Author: Albert W.A. Schmid
Publisher: University Press of Kentucky
Published: 2010-05-01
Total Pages: 164
ISBN-13: 0813139562
DOWNLOAD EBOOKRecipes with spirit for every meal and every season: “A great resource and an essential for unlocking the flavors of bourbon in the kitchen.” ―Tucson Citizen Once thought to be only the tipple of southern gentlemen and the companion of confederate roughnecks, bourbon has gained a steady resurgence in popularity over the years with an ever-expanding and diverse audience. A beverage distilled almost exclusively in Kentucky, bourbon has attained prominence and appreciation for its complexity, history, and tradition. In The Kentucky Bourbon Cookbook, Albert Schmid provides readers with the best recipes using the famous spirit of the Bluegrass. From classic Kentucky cocktails such as the Mint Julep, to bourbon-inspired desserts such as Bourbon-Pecan Crème Brulée with Chocolate Sauce, and more savory fare such as Steaks with Bourbon Ginger Sauce, this book supplies recipes for every course.

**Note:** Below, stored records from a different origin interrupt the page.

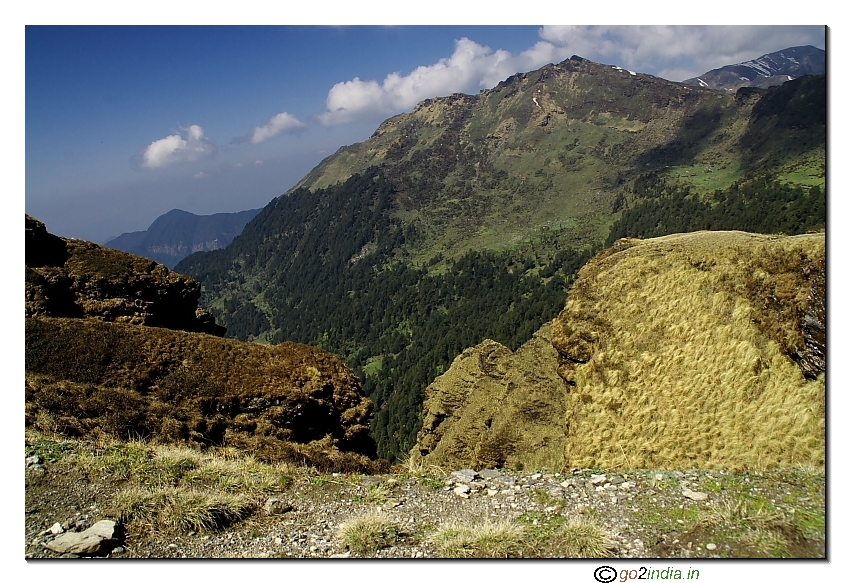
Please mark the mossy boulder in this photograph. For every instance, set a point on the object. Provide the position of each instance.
(496, 408)
(78, 279)
(290, 402)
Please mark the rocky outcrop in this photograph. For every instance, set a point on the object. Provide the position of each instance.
(697, 350)
(692, 350)
(285, 402)
(496, 408)
(78, 279)
(99, 539)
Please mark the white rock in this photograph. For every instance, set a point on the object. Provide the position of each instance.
(698, 496)
(462, 491)
(100, 538)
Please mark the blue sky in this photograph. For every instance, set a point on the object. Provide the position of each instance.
(124, 123)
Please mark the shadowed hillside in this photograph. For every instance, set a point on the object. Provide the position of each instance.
(100, 361)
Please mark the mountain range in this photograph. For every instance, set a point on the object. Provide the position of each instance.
(178, 233)
(766, 71)
(469, 217)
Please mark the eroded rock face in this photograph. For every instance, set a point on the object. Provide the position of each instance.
(78, 279)
(496, 408)
(99, 539)
(697, 350)
(285, 402)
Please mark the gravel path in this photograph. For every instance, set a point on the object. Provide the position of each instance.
(644, 513)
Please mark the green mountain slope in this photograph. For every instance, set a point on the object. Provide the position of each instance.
(468, 218)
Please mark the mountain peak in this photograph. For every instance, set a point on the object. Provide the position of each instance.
(765, 71)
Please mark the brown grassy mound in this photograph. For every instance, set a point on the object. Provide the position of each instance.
(287, 402)
(495, 408)
(697, 350)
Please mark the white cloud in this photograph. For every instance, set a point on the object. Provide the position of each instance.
(471, 67)
(281, 123)
(672, 52)
(174, 148)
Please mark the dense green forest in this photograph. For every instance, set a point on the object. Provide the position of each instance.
(324, 269)
(758, 204)
(328, 268)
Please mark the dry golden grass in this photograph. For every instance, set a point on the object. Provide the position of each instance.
(678, 348)
(487, 539)
(581, 538)
(368, 532)
(180, 508)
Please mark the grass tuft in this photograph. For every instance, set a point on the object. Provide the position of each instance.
(502, 539)
(368, 532)
(582, 538)
(180, 509)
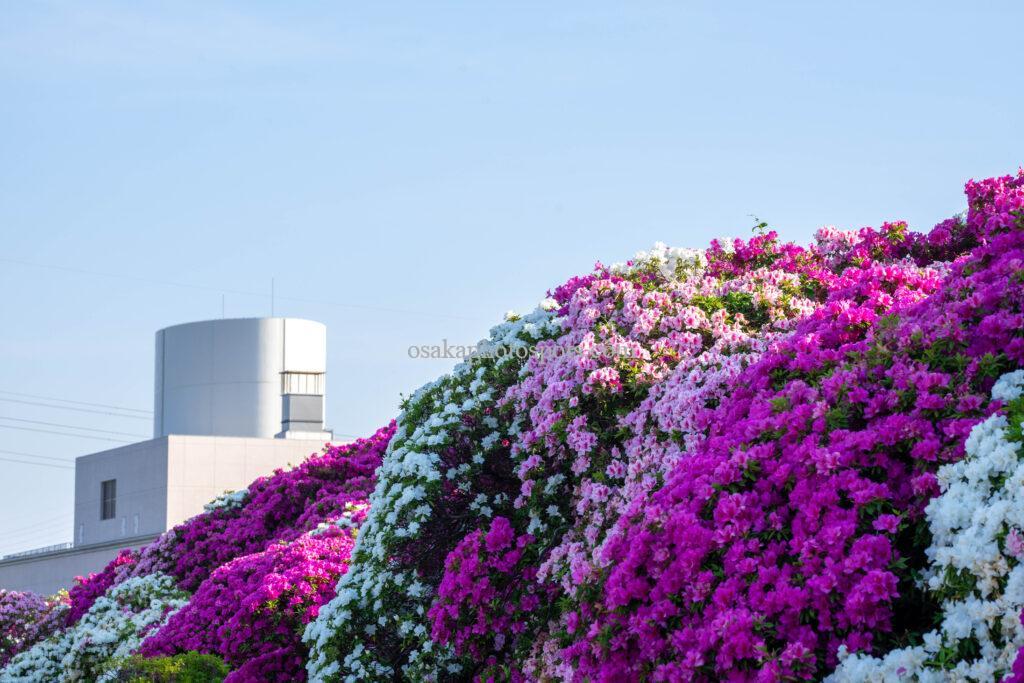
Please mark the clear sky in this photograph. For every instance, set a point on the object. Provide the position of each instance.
(407, 172)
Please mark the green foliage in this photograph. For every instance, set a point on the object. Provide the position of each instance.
(185, 668)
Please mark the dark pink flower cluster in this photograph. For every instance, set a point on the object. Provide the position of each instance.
(477, 572)
(791, 530)
(251, 610)
(87, 589)
(26, 619)
(726, 496)
(280, 507)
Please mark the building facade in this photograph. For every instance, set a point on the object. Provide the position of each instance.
(235, 399)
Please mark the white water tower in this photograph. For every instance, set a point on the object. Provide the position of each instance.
(260, 377)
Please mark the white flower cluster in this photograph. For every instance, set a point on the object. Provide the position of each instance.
(672, 262)
(227, 501)
(376, 600)
(112, 630)
(975, 564)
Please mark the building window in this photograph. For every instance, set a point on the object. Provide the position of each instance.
(108, 499)
(310, 384)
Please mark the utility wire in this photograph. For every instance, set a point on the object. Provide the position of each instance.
(62, 426)
(50, 431)
(227, 291)
(73, 408)
(33, 455)
(29, 462)
(77, 402)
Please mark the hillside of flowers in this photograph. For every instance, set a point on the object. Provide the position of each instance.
(758, 461)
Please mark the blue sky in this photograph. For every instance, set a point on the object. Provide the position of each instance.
(450, 161)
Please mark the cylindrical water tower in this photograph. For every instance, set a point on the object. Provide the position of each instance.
(261, 377)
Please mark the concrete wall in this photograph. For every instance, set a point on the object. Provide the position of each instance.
(46, 573)
(200, 468)
(140, 472)
(161, 483)
(222, 378)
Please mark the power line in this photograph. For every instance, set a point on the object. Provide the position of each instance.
(33, 455)
(222, 290)
(29, 462)
(73, 408)
(42, 523)
(77, 402)
(50, 431)
(62, 426)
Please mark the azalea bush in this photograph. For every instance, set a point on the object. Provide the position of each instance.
(113, 628)
(759, 461)
(282, 543)
(27, 617)
(719, 463)
(251, 610)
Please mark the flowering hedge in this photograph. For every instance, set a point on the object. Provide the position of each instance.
(27, 619)
(113, 628)
(282, 543)
(758, 461)
(251, 610)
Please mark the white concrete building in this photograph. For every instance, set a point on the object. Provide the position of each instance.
(235, 399)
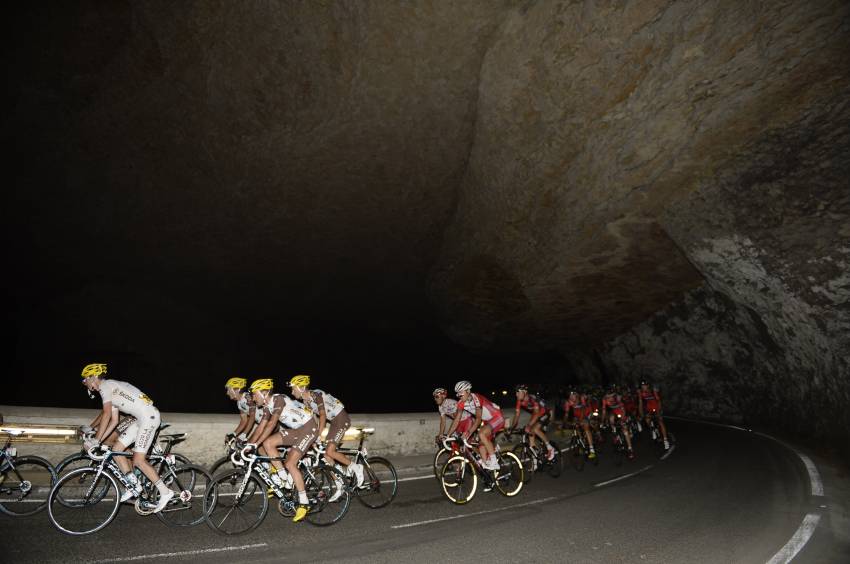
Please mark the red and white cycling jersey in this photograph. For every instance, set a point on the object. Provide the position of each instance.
(488, 408)
(651, 399)
(449, 409)
(289, 412)
(531, 404)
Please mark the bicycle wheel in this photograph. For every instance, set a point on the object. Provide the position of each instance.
(440, 460)
(25, 485)
(90, 501)
(509, 478)
(321, 486)
(380, 483)
(556, 466)
(186, 508)
(233, 508)
(459, 480)
(527, 459)
(223, 464)
(576, 454)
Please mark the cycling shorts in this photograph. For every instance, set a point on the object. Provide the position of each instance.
(148, 426)
(301, 438)
(339, 425)
(496, 423)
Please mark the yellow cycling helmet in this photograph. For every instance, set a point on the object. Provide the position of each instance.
(236, 383)
(95, 369)
(302, 381)
(262, 384)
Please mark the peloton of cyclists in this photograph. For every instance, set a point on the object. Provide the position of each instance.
(486, 415)
(296, 428)
(578, 407)
(615, 414)
(329, 409)
(649, 405)
(121, 397)
(539, 417)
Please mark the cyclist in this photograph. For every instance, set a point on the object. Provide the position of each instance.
(615, 414)
(539, 417)
(578, 406)
(447, 408)
(486, 415)
(329, 409)
(649, 404)
(119, 397)
(234, 388)
(298, 430)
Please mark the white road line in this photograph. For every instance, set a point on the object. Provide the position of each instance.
(796, 543)
(623, 477)
(416, 478)
(463, 515)
(181, 553)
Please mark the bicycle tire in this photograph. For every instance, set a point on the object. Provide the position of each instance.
(323, 512)
(223, 505)
(555, 467)
(527, 460)
(457, 471)
(186, 509)
(79, 506)
(34, 478)
(510, 478)
(382, 479)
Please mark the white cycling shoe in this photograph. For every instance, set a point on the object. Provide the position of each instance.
(163, 501)
(340, 487)
(357, 469)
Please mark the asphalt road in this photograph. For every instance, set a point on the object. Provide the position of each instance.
(721, 496)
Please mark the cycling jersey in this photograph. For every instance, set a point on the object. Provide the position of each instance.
(475, 401)
(289, 412)
(614, 404)
(449, 409)
(128, 399)
(531, 404)
(245, 403)
(580, 408)
(318, 400)
(650, 399)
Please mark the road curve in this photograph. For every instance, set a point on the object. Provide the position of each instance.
(722, 496)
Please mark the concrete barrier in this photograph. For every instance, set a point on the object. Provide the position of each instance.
(395, 433)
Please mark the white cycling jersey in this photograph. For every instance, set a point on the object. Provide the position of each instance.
(317, 398)
(488, 408)
(289, 412)
(126, 398)
(449, 409)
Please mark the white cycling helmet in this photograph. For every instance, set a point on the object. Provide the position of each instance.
(463, 386)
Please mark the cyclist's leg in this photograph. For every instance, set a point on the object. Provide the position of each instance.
(270, 445)
(336, 434)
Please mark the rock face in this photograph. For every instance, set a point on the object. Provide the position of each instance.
(545, 175)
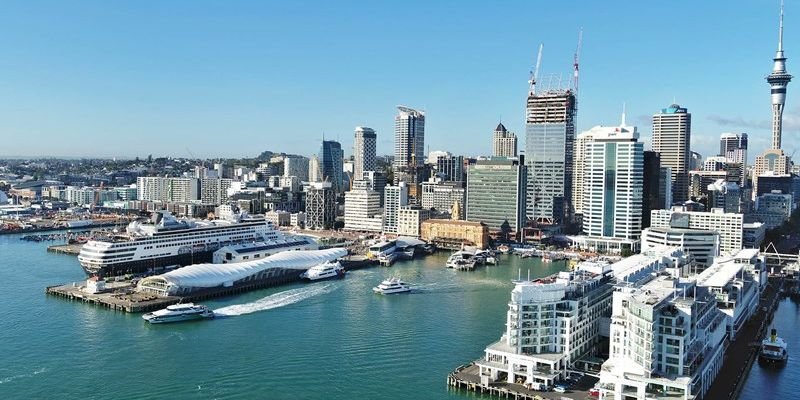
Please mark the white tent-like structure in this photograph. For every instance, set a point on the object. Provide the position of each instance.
(195, 277)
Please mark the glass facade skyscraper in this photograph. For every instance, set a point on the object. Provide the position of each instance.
(331, 162)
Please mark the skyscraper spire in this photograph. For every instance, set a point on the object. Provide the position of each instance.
(780, 33)
(778, 80)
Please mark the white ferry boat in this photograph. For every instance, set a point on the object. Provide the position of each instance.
(773, 349)
(165, 240)
(178, 313)
(383, 248)
(326, 270)
(392, 286)
(461, 260)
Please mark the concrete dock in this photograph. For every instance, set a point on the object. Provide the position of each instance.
(71, 249)
(466, 378)
(743, 351)
(118, 296)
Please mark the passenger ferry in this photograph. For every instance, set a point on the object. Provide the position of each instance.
(164, 240)
(178, 313)
(773, 349)
(326, 270)
(382, 249)
(392, 286)
(461, 260)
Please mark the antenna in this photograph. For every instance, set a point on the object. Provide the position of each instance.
(535, 75)
(623, 114)
(575, 64)
(780, 31)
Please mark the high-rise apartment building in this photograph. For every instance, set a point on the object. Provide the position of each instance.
(320, 205)
(450, 168)
(613, 180)
(394, 197)
(496, 193)
(364, 148)
(549, 147)
(441, 196)
(656, 186)
(314, 169)
(728, 225)
(671, 138)
(409, 140)
(362, 208)
(214, 190)
(331, 161)
(177, 190)
(578, 177)
(504, 143)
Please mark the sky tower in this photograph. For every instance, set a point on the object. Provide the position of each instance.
(778, 80)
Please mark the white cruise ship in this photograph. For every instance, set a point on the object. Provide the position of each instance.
(165, 240)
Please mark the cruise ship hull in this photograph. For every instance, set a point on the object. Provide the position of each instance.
(152, 265)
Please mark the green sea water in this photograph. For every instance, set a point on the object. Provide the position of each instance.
(324, 340)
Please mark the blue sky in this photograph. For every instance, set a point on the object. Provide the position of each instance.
(231, 79)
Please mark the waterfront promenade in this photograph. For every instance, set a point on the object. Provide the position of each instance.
(743, 351)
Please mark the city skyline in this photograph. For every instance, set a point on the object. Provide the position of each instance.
(152, 96)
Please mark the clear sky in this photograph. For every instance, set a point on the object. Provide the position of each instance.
(231, 79)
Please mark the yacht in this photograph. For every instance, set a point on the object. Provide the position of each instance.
(326, 270)
(388, 259)
(149, 246)
(382, 249)
(461, 260)
(773, 349)
(178, 313)
(392, 286)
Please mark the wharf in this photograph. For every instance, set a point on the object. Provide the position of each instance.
(119, 296)
(742, 352)
(72, 249)
(466, 377)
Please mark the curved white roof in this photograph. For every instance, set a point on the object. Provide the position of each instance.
(213, 275)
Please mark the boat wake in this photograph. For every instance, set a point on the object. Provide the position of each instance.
(9, 379)
(276, 300)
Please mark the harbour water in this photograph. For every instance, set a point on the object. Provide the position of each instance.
(771, 382)
(331, 339)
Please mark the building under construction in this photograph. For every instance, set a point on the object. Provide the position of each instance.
(549, 147)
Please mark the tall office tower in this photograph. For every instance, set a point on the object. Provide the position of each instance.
(655, 187)
(331, 162)
(671, 137)
(578, 174)
(394, 197)
(451, 167)
(362, 208)
(733, 146)
(778, 80)
(613, 170)
(409, 139)
(504, 143)
(549, 147)
(364, 151)
(496, 193)
(314, 169)
(320, 205)
(296, 166)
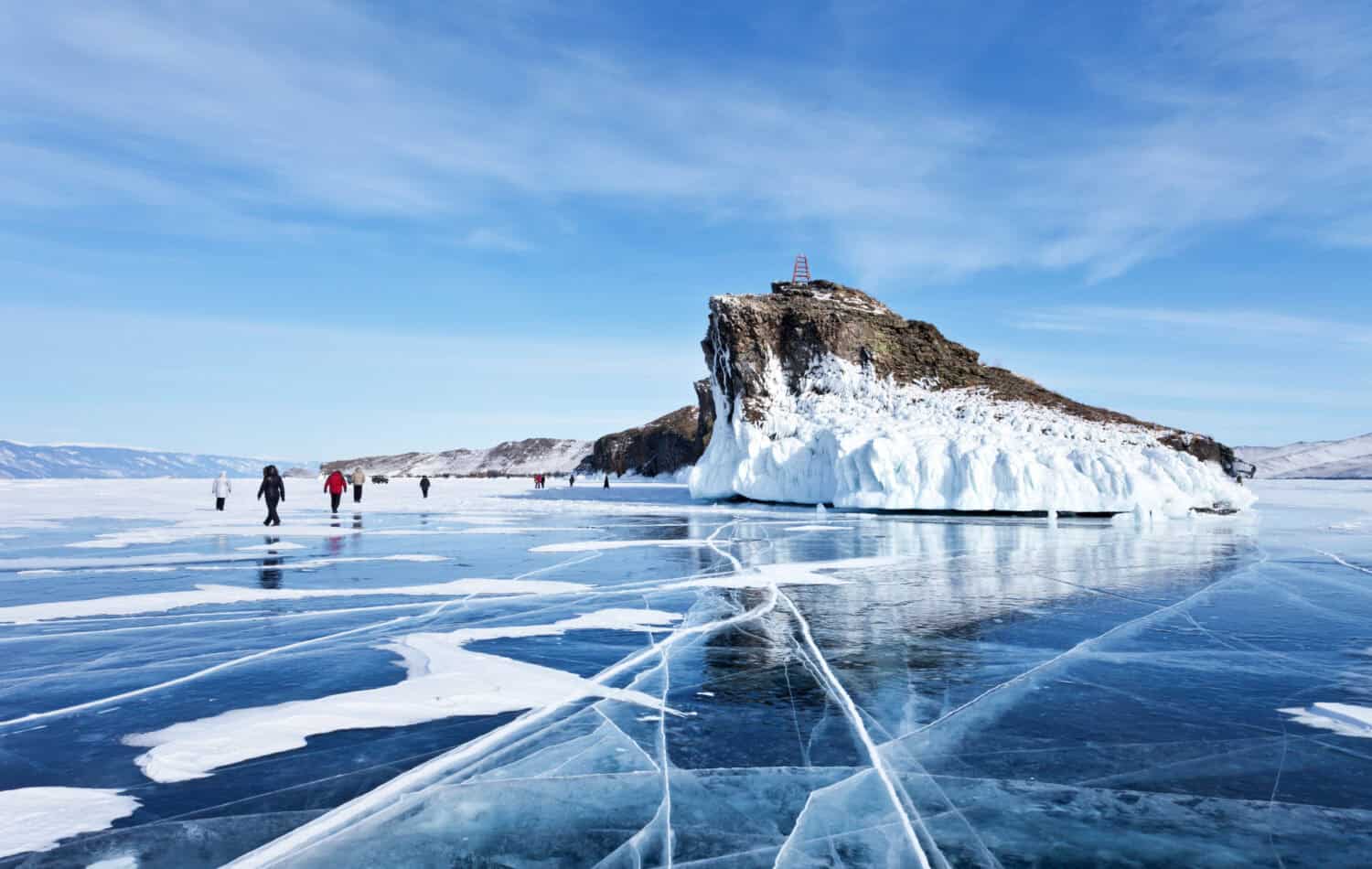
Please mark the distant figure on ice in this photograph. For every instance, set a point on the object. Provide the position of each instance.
(272, 489)
(335, 485)
(221, 490)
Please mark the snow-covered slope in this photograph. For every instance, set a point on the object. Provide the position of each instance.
(513, 457)
(823, 394)
(1350, 459)
(35, 462)
(853, 440)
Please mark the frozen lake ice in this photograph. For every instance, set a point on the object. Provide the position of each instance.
(626, 677)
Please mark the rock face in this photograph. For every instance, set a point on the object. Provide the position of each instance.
(664, 445)
(825, 394)
(510, 457)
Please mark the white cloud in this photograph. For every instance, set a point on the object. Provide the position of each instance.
(485, 238)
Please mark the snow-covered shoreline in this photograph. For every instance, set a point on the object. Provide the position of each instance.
(858, 441)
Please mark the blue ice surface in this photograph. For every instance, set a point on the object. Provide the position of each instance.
(1067, 693)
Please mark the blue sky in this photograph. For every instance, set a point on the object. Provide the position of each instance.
(323, 228)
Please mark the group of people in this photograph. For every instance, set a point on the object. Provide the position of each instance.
(273, 490)
(541, 481)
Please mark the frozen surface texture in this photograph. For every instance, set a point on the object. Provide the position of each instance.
(825, 395)
(630, 677)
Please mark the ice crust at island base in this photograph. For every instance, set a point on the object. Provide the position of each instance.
(850, 438)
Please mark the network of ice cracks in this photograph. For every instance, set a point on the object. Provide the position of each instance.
(850, 438)
(681, 748)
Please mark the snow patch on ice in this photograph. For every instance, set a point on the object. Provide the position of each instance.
(595, 545)
(206, 595)
(442, 680)
(38, 819)
(859, 441)
(1342, 718)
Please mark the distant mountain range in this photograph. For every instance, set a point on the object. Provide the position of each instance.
(512, 457)
(71, 460)
(1350, 459)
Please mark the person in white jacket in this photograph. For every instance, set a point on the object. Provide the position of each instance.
(221, 490)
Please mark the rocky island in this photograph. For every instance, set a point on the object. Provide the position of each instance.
(825, 395)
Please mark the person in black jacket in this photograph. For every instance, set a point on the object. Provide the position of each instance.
(272, 489)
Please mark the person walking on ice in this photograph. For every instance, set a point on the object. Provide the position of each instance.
(335, 485)
(272, 489)
(221, 490)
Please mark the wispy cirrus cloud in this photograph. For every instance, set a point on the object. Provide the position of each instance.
(214, 118)
(1217, 323)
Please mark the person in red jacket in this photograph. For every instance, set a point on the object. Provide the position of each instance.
(335, 485)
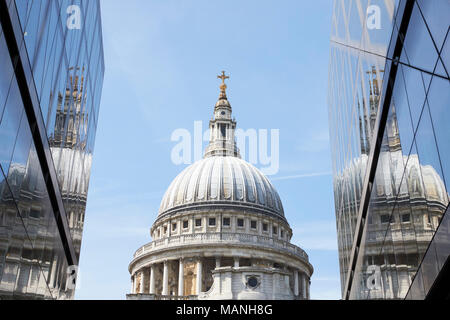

Schmid uses the four distinct seasons of the Bluegrass State to guide you through this rich collection of bourbon dishes and color photographs. In many ways a lesson on the flavor profiles that pair with and improve the flavor of bourbon, this book can be used by the home cook and the professional chef alike for inspiration to create new dishes—and also recounts bourbon lore, food traditions, and Kentucky history, for a full appreciation of America's native spirit. “All the recipes are straightforward, are easy to prepare, and involve readily available ingredients. As with most good home cooking, the emphasis is not on the painstaking or the exotic but on easy prep and easy eating.” ―The Wall Street Journal
Author: Sara Roahen
Publisher: W. W. Norton & Company
Published: 2009-04-20
Total Pages: 305
ISBN-13: 0393072061
DOWNLOAD EBOOK“Makes you want to spend a week—immediately—in New Orleans.” —Jeffrey A. Trachtenberg, Wall Street Journal A cocktail is more than a segue to dinner when it’s a Sazerac, an anise-laced drink of rye whiskey and bitters indigenous to New Orleans. For Wisconsin native Sara Roahen, a Sazerac is also a fine accompaniment to raw oysters, a looking glass into the cocktail culture of her own family—and one more way to gain a foothold in her beloved adopted city. Roahen’s stories of personal discovery introduce readers to New Orleans’ well-known signatures—gumbo, po-boys, red beans and rice—and its lesser-known gems: the pho of its Vietnamese immigrants, the braciolone of its Sicilians, and the ya-ka-mein of its street culture. By eating and cooking her way through a place as unique and unexpected as its infamous turducken, Roahen finds a home. And then Katrina. With humor, poignancy, and hope, she conjures up a city that reveled in its food traditions before the storm—and in many ways has been saved by them since.